Oysa bazılarınızın haline bakın!
***
Son olarak 6 Şubat depremlerinden sonra afet bölgesindeki canlı bağlantılarda gördünüz Yavuzyılmaz’ı.
Bizler sıcacık evlerimizde otururken, kendisi o bölgeden ayrılmak bilmedi.
On bir gün boyunca yatak yüzü görmedi; banyo yüzü görmedi.
Sen bilir misin ki gafil; Kahramanmaraş’ta iki büklüm yatıp uyumak zorunda kalan bu adam, onuncu günün sonunda bir cenaze arabasının içinde vücudunu yıkayabildi. Bir gün, hem de artçılar devam ederken, elinde bir fener dahi olmadan ve kimseleri dinlemeden bir enkazın altına tek başına girip bir vatandaşın hayatını kurtardı. Bir vatandaşı da enkazdan çıkardı; o vatandaş Yavuzyılmaz’ın kucağında öldü. Sen bunu bilir misin?
Nereden bileceksin?
Emin olun; sırf Kahramanmaraş’ta gösterdiği vefa ve gayret sonrası, dört gün içinde bu adamın sosyal medyadaki takipçi oranı 50 bin kişi arttı. Kendisine gelen tek bir mesajı okuyan, hala onun hakkında bu kadar fütursuzca, ahlaksızca sözler söyleyip yazamazdı.

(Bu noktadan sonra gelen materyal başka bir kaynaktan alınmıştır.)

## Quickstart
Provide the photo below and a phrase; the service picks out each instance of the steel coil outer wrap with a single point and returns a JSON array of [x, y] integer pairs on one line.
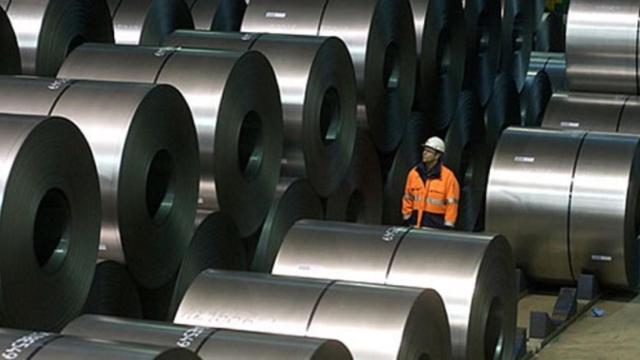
[[148, 165], [47, 31], [50, 221], [380, 38], [413, 322], [239, 88], [208, 343], [566, 223]]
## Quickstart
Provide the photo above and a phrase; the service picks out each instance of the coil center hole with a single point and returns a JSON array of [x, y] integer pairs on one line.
[[52, 230], [391, 71], [160, 189], [355, 207], [250, 147], [493, 335], [330, 119]]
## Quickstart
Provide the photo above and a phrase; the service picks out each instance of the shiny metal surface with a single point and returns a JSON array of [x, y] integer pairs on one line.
[[295, 199], [49, 221], [518, 26], [217, 15], [240, 88], [484, 43], [359, 196], [412, 325], [441, 49], [379, 43], [318, 92], [208, 343], [474, 273], [15, 344], [604, 210], [148, 22], [47, 31], [585, 111], [148, 182], [602, 46], [529, 196]]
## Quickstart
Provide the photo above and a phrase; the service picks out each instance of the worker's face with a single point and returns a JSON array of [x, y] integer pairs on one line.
[[429, 156]]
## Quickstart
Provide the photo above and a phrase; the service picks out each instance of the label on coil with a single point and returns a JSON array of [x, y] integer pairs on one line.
[[524, 159], [23, 343], [602, 258], [275, 14]]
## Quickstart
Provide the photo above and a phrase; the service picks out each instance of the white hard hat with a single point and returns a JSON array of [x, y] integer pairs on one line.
[[435, 143]]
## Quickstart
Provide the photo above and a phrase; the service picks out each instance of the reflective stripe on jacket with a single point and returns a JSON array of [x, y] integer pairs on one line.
[[429, 202]]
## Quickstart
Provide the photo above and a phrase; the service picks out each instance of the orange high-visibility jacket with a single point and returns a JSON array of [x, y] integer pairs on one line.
[[427, 202]]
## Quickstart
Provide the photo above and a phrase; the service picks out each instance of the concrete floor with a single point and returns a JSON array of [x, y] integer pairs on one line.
[[616, 335]]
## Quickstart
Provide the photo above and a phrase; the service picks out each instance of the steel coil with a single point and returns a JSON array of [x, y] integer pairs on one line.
[[208, 343], [602, 46], [148, 165], [441, 46], [240, 88], [295, 200], [318, 92], [560, 221], [413, 322], [46, 259], [148, 22], [407, 156], [484, 43], [534, 98], [217, 15], [467, 156], [474, 274], [359, 196], [15, 344], [549, 35], [113, 292], [518, 27], [554, 64], [502, 111], [380, 38], [46, 31]]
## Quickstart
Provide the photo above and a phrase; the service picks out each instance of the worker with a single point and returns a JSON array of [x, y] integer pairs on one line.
[[432, 191]]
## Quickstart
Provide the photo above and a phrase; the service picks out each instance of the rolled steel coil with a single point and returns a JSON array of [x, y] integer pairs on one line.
[[408, 155], [549, 35], [295, 199], [554, 64], [10, 59], [381, 40], [467, 156], [318, 92], [49, 221], [208, 343], [113, 292], [46, 31], [407, 323], [217, 15], [546, 194], [148, 22], [534, 98], [359, 196], [518, 27], [441, 46], [240, 156], [602, 46], [15, 344], [484, 43], [474, 273], [145, 148], [502, 111]]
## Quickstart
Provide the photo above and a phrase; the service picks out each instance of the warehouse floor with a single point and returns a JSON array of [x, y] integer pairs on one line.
[[613, 336]]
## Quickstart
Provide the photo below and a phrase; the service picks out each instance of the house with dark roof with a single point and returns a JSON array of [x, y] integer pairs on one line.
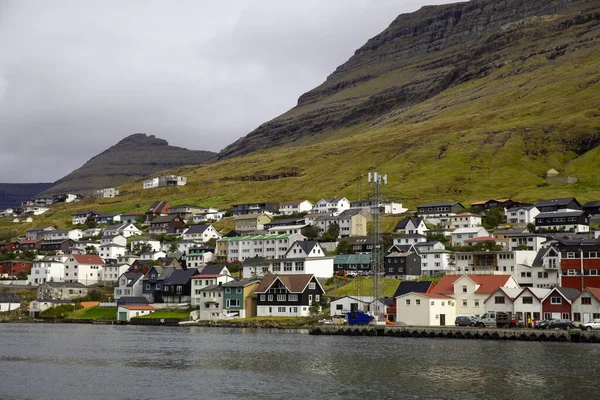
[[592, 208], [202, 232], [239, 299], [411, 225], [177, 287], [557, 303], [157, 209], [160, 225], [9, 301], [567, 221], [288, 295], [555, 205], [586, 306], [438, 213], [129, 284]]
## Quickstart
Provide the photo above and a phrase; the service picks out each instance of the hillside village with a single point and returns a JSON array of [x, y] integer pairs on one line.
[[538, 260]]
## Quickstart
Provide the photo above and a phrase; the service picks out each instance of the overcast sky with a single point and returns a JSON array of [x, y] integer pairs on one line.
[[78, 76]]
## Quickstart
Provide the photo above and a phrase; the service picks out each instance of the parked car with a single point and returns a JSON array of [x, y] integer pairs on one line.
[[561, 324], [593, 324], [543, 324], [465, 320]]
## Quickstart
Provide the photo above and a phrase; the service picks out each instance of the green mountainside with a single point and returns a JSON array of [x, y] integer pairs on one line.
[[134, 157], [465, 102]]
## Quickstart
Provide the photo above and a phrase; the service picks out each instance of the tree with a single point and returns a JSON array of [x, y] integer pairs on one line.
[[333, 232], [91, 250], [344, 247], [311, 232], [494, 217]]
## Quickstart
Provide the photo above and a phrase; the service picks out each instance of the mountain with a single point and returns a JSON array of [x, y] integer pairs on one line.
[[137, 156], [424, 54], [12, 194]]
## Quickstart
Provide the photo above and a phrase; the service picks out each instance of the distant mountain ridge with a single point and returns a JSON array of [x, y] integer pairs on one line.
[[418, 56], [12, 194], [136, 156]]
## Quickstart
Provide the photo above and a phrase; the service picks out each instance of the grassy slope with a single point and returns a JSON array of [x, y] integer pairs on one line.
[[494, 136]]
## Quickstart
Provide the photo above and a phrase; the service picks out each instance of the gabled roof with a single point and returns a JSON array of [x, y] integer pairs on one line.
[[295, 283], [180, 276], [556, 202], [487, 283], [197, 228], [240, 283], [413, 286], [9, 297], [87, 259], [568, 294]]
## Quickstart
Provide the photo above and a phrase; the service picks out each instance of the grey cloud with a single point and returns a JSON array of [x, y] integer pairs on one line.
[[78, 76]]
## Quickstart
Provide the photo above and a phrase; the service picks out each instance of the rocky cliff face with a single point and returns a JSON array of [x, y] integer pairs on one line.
[[419, 56], [136, 156]]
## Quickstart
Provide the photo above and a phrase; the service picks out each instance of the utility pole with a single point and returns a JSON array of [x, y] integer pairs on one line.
[[377, 180]]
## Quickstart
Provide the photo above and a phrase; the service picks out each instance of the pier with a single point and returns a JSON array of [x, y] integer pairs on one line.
[[573, 335]]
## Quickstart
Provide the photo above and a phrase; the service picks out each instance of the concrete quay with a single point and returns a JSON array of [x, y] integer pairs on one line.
[[573, 335]]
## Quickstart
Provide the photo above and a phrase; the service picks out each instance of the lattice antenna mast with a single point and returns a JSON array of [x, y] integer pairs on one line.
[[377, 181]]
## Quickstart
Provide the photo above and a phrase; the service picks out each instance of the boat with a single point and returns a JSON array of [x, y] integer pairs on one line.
[[359, 318]]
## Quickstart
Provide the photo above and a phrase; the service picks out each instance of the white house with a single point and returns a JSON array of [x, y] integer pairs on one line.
[[461, 234], [344, 305], [129, 284], [586, 306], [471, 291], [112, 272], [202, 232], [64, 234], [295, 207], [425, 309], [333, 206], [85, 269], [9, 302], [125, 229], [125, 313], [463, 220], [409, 226], [436, 262], [213, 277], [522, 215], [200, 259], [153, 243], [51, 269]]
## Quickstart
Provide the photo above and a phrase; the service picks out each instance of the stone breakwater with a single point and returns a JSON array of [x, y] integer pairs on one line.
[[573, 335]]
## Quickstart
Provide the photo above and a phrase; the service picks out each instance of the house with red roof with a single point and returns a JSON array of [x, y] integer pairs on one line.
[[471, 291], [586, 306], [557, 304], [84, 268]]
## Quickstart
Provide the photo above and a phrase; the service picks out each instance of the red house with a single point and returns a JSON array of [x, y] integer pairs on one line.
[[557, 303], [11, 268], [571, 269]]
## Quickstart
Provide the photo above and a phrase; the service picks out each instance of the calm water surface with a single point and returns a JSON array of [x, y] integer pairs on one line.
[[64, 361]]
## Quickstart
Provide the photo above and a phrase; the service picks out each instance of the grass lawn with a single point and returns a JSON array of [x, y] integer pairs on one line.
[[96, 313], [181, 314]]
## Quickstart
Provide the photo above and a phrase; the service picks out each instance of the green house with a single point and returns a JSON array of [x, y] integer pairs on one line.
[[238, 298]]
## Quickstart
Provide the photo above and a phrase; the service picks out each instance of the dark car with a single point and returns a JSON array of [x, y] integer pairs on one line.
[[543, 324], [561, 324], [465, 320]]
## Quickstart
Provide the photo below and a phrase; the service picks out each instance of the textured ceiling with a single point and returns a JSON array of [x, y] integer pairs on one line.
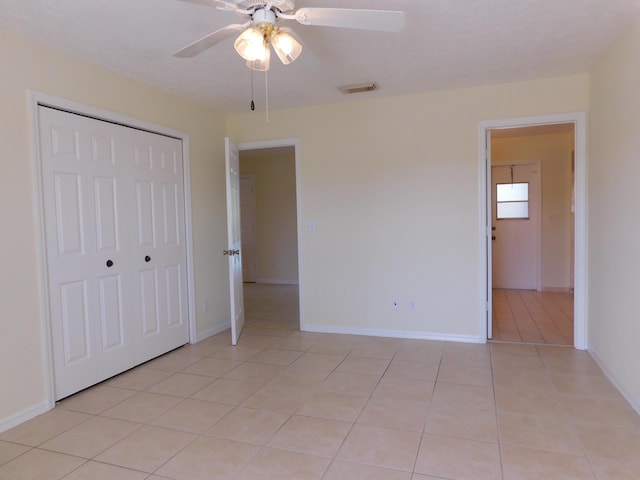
[[445, 44]]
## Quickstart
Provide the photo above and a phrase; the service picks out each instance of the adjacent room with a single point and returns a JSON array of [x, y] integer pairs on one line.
[[405, 250]]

Onunla ilgili yazılanları okusa, olumsuz düşünce ve söylemlerinden dolayı kendisinden utanırdı.
***
Bunca şeyi neden yazdım?
Birileri, sadece kendilerini bir yerlere getirmek ve CHP’nin Zonguldak Milletvekili Aday listesini dizayn etmek adına Deniz Yavuzyılmaz’ı kamuoyunun önünde başarısız göstermeye çalışıyor.
Günahtır!
Ahlaksızlıktır!
Deniz Yavuzyılmaz’ı listenin birinci sırasından almanın tek şartı, rahmetli Bülent Ecevit’i mezarından çıkartıp yeniden aday yapabilmektir ancak.
İstediğiniz kadar Yavuzyılmaz’ın altını yedi gün yirmi dört saat oymaya çalışın; başaramayacaksınız!
CHP’nin ve Zonguldak’ın vitrini olmaya başlamış böyle bir milletvekilimiz varken kimse evcilik oynamaya kalkmasın.
Herkes haddini bilsin!
CHP’linin gönlünde Zonguldak’ın birinci sırası Deniz Yavuzyılmaz’ın anasının ak sütü gibi hakkıdır!
Şuna inanın; CHP birinci sıradan Deniz’i alıp yerine başkasını koysun; partili-partisiz Zonguldak halkı hem o birinci sıradaki şahsiyetin hem de tüm partililerin yüzlerine tükürür; bunu da unutmayın!
Bir de demezler mi; “İl Başkanı Murat Pulat da Deniz’i istemiyor.”, diye…?
Çok da umurumuzda yani Murat Bey’in ne düşündüğü; kimi isteyip istemediği….
AK Partililerinin bile çoğunluğunun; “En başarılı yöre milletvekili” demekten yüksünmedikleri bir adamı, birilerinin zevkine, hedefine, özlemine, çıkarına yedirecek değiliz.
Herkes bu saatten sonra ayağını denk alsın!
Basın eleştirsin, seçmen eleştirsin; ama aday adayı kılıklı, yönetici kılıklı, örgütçü kılıklı bir Çin malı CHP’linin, CHP’nin herhangi bir örgüt çatısının altında Yavuzyılmaz’a iftira attığı tek bir gün daha yaşatılırsa, bu kamuoyunun tepkisi bundan çok daha sert olur; bu da unutulmasın!